In $$\triangle ACD$$,
$$AD = AC$$
$$\angle ACD = \angle ADC$$ (Angles opposite to equal sides)

But $$\angle ADC > \angle ABC$$ (Exterior angle of the triangle is greater than the opposite interior angle)

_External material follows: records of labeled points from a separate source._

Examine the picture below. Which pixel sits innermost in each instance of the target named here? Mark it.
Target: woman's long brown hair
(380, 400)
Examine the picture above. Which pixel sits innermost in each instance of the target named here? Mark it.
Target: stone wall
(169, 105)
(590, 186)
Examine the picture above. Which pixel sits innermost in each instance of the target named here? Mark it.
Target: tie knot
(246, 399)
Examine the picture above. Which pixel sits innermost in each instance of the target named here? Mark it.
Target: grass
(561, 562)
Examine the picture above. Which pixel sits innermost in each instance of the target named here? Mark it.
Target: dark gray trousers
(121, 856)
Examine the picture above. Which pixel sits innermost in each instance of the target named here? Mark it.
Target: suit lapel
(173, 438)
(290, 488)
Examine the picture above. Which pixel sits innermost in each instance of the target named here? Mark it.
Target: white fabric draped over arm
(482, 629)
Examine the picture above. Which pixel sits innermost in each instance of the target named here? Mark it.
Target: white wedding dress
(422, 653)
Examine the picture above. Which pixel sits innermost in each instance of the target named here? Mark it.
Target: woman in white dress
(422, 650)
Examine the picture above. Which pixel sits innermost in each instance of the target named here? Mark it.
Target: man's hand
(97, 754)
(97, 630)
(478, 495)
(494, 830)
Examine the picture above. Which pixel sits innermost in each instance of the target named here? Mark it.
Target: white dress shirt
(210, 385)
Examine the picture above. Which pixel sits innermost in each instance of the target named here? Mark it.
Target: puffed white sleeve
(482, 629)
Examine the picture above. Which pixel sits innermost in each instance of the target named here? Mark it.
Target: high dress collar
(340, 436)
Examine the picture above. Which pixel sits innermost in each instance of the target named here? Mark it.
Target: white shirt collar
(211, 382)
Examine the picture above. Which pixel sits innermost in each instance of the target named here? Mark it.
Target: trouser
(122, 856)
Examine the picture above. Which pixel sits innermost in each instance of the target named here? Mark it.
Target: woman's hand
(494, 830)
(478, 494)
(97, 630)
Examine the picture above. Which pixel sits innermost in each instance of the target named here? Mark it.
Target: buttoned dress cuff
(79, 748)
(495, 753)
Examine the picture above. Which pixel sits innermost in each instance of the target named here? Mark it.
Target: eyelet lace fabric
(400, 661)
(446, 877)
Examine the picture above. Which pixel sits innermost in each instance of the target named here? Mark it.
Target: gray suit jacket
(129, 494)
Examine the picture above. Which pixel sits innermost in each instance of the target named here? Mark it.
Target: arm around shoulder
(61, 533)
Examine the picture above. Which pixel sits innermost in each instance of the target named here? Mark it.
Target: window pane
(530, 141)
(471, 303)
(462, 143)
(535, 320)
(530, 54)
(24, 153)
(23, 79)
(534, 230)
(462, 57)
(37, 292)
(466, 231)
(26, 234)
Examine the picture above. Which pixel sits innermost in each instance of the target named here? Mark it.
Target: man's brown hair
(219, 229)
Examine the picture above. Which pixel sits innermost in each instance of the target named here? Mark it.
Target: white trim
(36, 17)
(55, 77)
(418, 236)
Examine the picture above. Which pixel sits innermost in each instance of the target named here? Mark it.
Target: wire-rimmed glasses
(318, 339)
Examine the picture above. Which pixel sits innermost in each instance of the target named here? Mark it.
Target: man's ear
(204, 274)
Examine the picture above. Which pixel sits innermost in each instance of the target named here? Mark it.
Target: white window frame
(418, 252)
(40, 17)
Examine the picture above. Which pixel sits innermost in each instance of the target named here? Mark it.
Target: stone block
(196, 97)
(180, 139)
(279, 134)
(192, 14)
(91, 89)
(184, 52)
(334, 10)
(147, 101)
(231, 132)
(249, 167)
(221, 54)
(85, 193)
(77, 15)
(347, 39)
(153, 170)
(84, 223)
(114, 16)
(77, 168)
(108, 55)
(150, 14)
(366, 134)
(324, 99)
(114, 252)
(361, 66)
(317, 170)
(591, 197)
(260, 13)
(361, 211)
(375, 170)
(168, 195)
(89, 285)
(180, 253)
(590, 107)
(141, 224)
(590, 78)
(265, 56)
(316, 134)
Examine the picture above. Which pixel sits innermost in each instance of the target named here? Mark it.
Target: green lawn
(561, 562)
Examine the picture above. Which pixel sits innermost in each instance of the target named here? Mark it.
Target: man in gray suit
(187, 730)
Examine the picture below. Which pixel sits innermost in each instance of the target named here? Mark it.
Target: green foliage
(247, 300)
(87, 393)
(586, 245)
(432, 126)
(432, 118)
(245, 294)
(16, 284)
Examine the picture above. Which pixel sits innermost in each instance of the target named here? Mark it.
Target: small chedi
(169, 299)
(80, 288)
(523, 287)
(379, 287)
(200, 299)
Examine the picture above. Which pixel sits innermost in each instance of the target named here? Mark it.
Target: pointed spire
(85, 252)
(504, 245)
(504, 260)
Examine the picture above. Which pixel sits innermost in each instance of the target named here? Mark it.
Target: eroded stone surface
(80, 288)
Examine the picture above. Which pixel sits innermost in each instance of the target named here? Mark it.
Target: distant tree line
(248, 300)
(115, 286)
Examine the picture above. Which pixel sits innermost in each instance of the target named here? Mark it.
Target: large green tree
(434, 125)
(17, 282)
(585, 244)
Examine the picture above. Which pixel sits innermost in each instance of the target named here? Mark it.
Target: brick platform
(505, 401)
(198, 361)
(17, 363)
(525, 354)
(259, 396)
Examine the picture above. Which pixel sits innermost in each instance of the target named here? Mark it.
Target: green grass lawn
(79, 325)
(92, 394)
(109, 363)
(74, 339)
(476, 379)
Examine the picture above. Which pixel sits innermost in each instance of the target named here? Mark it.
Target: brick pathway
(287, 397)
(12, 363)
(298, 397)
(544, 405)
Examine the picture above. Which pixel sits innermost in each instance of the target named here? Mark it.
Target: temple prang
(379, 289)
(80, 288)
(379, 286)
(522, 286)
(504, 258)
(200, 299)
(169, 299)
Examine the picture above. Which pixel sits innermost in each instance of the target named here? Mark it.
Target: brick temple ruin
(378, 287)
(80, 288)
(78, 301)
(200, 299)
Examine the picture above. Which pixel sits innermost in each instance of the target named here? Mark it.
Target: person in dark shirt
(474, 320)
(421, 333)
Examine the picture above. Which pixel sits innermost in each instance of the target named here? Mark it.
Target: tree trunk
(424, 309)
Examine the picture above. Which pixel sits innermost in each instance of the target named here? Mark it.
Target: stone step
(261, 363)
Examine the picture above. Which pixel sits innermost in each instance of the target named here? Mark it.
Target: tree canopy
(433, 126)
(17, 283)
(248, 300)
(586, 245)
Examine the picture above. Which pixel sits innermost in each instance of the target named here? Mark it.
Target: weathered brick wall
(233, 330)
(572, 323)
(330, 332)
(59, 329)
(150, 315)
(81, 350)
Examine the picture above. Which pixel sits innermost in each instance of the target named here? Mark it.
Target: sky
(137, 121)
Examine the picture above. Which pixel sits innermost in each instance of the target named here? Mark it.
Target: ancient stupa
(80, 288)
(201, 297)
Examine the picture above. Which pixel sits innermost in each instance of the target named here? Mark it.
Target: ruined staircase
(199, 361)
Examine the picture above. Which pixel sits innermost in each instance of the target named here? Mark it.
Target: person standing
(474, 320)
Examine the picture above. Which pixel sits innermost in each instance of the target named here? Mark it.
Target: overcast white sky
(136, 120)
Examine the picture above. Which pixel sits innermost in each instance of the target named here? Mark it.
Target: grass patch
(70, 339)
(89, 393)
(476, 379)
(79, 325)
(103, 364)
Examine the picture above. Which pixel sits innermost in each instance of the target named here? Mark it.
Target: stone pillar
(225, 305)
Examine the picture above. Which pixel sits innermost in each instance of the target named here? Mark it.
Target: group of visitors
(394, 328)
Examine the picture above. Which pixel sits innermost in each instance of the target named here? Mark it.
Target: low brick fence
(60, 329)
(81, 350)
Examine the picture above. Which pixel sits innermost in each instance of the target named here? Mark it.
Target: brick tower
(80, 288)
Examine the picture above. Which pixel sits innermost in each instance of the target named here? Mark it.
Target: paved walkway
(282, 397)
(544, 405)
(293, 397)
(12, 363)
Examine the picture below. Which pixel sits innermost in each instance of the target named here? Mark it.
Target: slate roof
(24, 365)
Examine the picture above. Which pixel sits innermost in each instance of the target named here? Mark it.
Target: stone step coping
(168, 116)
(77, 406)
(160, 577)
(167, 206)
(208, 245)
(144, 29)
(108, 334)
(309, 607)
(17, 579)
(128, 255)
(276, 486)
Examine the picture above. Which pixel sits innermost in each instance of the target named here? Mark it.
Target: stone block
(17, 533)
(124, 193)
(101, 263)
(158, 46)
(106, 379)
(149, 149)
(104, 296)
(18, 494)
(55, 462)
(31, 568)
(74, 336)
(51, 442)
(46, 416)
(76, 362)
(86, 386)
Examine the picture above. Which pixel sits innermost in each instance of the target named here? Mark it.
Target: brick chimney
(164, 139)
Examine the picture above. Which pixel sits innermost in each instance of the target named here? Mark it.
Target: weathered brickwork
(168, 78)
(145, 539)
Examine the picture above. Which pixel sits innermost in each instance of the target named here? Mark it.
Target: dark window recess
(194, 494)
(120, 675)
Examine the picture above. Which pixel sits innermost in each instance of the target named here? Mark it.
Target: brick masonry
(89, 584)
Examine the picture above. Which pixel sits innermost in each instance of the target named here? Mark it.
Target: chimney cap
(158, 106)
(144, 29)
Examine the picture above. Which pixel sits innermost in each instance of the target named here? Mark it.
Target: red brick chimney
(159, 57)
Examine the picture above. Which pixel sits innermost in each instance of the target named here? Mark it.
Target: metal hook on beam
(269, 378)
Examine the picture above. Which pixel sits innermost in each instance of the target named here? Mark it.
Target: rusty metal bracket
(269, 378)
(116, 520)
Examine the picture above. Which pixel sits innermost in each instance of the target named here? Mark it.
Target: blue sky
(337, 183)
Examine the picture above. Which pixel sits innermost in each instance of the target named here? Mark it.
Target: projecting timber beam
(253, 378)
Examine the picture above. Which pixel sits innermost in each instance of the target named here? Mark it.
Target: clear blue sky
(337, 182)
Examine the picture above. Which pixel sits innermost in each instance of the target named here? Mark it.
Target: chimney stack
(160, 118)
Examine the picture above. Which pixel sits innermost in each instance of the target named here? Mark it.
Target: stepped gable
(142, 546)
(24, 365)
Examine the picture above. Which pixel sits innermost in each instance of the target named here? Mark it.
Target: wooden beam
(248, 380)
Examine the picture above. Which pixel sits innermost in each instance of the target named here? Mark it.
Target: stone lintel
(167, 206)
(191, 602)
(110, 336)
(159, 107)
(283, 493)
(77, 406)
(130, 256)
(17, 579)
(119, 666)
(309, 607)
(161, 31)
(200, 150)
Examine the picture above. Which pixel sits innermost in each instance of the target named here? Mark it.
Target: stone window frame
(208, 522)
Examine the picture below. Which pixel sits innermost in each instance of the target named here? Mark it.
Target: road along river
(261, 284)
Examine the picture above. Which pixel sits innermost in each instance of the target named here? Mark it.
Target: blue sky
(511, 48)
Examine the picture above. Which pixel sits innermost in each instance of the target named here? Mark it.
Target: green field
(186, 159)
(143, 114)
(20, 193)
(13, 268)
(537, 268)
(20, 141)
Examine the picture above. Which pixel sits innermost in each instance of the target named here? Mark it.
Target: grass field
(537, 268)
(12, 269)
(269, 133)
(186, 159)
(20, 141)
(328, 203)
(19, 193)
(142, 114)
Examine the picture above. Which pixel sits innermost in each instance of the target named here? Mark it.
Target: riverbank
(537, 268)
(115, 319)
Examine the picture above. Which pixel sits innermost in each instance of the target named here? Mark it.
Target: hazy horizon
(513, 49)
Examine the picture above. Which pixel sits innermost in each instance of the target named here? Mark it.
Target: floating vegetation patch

Again, $$\angle ACB > \angle ACD$$ (D lies in interior of $$\angle ACB$$)
Thus, $$\angle ACB > \angle ABC$$
Question 8
1 / -0

If in two triangles $$ABC$$ and $$PQR$$, $$AB=\, QR$$, $$\angle A=\angle Q$$ and $$\angle B=\angle R$$, then $$\triangle ABC\cong$$ $$\triangle $$

A
$$QRP$$

B
$$PQR$$

C
$$PRQ$$

D
None of the above.

Solution

Given: $$AB=\, QR$$, $$\angle A=\angle Q$$ and $$\angle B=\angle R$$

Now, In $$\triangle ABC$$ and $$\triangle PQR$$
$$AB = QR$$
$$\angle A = \angle Q$$
$$\angle B = \angle R$$
Thus, by $$ASA$$ congruence rule,
$$\triangle ABC \cong \triangle QRP$$

Hence, $$Op-A$$ is correct.
Question 9
1 / -0

If in two triangles $$ABC$$ and $$DEF$$, $$AB=\,DF$$, $$BC=\,DE$$ and $$\angle B=\angle D$$, then $$\triangle ABC\cong $$ $$\triangle $$____.

A
$$FDE$$

B
$$DEF$$

C
$$EDF$$

D
$$EFD$$

Solution

Given:

In $$\triangle ABC$$ and $$\triangle DEF,$$

$$AB = DF$$

$$\angle B = \angle D$$

$$BC = DE$$

Thus, $$\triangle ABC \cong \triangle FDE$$ (SAS rule)
Question 10
1 / -0

If the two angles of a triangle are unequal, then the smaller angle has the $$.......$$ side opposite to it.

A
Smaller

B
Larger

C
May be smaller may be larger

D
The side will be equal to one of the opposite sides

Solution

Let, In $$\triangle ABC$$, $$ \angle ACB > \angle ABC$$
To Prove: $$AB > AC$$
Construction: Make a point $$D$$ on $$AB$$, such that $$\angle ACD = \angle ADC$$ and join $$DC$$
Now, in $$\triangle ACD$$,
$$\angle ACD = \angle ADC$$
$$\therefore AD = AC$$ (Sides opposite to equal angles)

But $$AB = AD + DB$$
thus, $$AB > AD$$
Hence, $$AB > AC$$ [as $$AD = AC$$]

Thus, sides opposite smaller angles in a triangle are smaller.